Liane Bonin is an American journalist, author, radio producer, and produced screenwriter. She has written articles that appeared in Entertainment Weekly, The Los Angeles Times, Mademoiselle, Daily Variety, People, Teen People, The Hollywood Reporter, Maxim and others.

Bonin graduated with a degree in filmic writing. Her young adult novel series Fame Unlimited was bought by NAL/Jam, a division of Penguin, for publication in 2007. The first Fame Unlimited book, Celebrity Skin, was due for publication on February 7. The sequels, Pretty on the Outside and Idol Talk, were released later in the year.

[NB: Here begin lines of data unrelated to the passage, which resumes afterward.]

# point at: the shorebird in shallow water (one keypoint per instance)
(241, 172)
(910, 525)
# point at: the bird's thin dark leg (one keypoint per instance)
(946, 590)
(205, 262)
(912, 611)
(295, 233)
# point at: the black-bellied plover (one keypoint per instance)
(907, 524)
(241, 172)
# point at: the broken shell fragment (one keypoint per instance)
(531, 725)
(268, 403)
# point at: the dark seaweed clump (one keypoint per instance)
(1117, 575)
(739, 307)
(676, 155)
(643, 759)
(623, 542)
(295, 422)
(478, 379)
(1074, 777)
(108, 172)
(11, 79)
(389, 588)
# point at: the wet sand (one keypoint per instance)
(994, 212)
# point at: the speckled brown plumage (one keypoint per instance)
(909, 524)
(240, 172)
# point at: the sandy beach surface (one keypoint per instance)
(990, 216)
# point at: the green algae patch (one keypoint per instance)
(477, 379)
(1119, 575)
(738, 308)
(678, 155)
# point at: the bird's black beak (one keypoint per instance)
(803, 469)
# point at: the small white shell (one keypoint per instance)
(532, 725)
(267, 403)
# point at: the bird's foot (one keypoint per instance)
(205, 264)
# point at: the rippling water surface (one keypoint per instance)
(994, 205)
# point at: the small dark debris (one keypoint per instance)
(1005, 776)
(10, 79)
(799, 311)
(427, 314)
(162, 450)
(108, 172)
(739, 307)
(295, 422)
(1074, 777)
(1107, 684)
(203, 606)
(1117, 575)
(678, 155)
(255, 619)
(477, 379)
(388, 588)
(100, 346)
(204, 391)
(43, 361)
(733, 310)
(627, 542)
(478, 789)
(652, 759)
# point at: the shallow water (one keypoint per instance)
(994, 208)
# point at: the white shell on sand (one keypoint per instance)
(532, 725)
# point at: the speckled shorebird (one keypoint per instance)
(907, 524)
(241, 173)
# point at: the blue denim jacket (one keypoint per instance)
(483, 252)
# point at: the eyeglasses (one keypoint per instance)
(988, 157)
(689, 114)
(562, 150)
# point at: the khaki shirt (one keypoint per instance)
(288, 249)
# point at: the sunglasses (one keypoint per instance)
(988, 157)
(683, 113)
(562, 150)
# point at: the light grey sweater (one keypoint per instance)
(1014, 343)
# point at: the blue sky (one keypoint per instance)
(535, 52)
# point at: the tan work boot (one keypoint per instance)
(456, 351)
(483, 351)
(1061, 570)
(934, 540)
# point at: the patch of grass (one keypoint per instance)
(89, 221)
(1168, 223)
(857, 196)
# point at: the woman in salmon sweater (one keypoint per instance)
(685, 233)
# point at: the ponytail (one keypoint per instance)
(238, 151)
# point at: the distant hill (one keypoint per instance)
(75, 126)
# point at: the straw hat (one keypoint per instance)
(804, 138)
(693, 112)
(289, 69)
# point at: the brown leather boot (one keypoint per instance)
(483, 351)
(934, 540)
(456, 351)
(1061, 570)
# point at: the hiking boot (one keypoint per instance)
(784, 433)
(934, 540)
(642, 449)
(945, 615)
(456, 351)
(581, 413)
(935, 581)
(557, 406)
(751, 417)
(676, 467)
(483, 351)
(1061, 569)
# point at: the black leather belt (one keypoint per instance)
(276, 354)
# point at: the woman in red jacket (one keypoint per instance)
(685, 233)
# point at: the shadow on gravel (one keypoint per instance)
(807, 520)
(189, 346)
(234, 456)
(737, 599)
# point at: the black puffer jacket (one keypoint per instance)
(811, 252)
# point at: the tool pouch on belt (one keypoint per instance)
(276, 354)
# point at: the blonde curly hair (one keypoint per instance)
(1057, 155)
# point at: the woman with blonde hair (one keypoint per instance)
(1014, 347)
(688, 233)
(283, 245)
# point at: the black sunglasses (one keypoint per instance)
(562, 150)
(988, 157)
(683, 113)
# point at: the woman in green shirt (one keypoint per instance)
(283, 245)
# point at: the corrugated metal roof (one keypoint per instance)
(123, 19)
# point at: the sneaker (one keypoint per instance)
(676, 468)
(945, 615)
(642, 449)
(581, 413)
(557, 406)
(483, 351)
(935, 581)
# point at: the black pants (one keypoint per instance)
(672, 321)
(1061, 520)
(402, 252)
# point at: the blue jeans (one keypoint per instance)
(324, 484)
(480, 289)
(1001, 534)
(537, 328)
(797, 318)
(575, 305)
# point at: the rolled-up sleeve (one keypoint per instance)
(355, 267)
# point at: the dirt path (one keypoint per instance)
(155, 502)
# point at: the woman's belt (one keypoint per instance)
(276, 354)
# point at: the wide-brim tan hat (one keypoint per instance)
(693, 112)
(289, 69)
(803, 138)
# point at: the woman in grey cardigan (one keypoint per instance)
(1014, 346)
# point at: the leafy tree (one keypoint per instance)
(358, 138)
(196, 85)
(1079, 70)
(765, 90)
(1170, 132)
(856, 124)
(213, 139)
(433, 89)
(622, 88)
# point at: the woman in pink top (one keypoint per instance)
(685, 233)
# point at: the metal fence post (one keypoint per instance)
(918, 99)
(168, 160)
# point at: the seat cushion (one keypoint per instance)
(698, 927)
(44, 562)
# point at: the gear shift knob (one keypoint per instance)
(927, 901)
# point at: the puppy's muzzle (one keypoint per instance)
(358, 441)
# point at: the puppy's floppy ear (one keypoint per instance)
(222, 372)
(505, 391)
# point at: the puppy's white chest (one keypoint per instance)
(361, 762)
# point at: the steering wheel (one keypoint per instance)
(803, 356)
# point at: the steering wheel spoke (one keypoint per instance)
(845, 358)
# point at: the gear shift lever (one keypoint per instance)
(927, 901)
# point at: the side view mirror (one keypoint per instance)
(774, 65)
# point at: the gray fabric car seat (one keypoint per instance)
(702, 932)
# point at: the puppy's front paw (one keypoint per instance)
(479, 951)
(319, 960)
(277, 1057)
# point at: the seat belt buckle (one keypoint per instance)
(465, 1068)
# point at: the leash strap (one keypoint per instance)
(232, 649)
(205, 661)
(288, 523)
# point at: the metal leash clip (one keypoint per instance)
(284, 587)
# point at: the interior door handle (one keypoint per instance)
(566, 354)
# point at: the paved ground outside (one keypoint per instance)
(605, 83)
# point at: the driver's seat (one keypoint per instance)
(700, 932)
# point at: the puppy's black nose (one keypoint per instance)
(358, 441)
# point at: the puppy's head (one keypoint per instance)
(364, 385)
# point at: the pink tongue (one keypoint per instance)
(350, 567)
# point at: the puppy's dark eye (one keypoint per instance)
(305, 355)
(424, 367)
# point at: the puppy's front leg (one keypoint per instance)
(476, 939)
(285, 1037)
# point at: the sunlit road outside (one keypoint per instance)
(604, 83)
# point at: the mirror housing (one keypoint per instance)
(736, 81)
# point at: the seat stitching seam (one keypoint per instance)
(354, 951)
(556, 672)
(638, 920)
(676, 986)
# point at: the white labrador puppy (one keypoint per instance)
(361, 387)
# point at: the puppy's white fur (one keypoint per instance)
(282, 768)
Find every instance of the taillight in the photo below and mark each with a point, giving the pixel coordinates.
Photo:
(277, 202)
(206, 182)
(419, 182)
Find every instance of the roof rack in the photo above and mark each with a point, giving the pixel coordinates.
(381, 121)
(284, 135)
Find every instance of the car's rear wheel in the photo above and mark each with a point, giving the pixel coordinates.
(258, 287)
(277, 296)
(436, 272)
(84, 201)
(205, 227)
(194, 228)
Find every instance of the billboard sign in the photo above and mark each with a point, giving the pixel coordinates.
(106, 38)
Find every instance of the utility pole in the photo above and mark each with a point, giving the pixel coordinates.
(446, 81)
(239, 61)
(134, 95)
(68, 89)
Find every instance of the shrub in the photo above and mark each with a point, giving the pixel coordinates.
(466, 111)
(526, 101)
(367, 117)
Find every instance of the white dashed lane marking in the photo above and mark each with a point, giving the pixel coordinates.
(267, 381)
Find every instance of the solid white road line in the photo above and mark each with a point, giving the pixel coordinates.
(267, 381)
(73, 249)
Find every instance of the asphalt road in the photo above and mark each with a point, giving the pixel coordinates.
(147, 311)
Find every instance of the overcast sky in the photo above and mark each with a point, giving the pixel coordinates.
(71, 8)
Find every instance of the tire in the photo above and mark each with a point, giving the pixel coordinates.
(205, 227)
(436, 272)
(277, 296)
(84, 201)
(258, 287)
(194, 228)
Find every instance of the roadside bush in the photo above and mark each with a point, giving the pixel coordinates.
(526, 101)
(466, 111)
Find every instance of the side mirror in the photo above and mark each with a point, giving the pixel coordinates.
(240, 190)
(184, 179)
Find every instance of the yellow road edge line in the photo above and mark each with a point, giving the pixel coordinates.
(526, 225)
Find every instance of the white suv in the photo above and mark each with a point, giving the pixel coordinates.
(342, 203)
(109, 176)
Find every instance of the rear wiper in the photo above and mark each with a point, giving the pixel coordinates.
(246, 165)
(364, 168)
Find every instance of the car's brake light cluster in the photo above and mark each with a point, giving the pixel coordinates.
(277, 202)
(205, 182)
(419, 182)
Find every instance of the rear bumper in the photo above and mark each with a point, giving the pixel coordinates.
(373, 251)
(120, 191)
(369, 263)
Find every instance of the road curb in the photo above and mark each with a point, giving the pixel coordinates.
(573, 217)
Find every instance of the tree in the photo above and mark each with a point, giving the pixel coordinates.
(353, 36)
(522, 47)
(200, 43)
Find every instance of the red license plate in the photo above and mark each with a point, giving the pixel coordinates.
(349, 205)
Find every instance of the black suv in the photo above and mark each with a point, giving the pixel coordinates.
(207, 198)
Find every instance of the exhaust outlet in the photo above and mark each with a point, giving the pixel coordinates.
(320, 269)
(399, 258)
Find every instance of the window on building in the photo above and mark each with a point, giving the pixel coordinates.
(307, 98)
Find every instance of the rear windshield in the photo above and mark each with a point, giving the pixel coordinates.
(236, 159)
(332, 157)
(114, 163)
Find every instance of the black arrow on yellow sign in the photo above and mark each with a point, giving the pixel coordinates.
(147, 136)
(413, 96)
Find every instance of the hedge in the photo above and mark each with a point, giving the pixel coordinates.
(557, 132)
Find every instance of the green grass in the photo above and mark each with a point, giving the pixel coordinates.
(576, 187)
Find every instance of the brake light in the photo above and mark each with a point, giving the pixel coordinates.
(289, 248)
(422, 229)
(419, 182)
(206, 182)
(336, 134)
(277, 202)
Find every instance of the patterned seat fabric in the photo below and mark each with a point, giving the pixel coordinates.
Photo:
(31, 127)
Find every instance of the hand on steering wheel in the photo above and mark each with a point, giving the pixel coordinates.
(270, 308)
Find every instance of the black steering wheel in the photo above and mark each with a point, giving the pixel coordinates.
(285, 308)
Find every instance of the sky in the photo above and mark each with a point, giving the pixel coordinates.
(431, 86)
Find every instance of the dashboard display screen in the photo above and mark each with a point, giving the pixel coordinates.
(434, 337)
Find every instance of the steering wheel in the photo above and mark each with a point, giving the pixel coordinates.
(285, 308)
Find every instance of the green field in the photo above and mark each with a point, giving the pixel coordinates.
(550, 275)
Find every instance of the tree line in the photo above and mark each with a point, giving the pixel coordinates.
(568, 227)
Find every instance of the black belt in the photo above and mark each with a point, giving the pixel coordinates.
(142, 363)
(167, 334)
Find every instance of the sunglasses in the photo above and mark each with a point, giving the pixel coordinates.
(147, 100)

Bonin was a senior reporter at SW Networks, an entertainment news feed to Los Angeles and as a producer for public radio, her work has been broadcast on "Weekend America," KCRW, BBC Radio, Seattle's KUOW-FM, and transom.org. Her script Dante's View was the first-place winner of the Writer's Digest Screenplay Contest, and was later independently produced starring Guinevere Turner, Sheryl Lee and Brett Harrelson. She co-wrote the feature screenplay Plastic Jesus, which was a finalist in the Los Angeles Film Collaborative grant program.

She lives with her husband and three dogs in the Los Angeles area.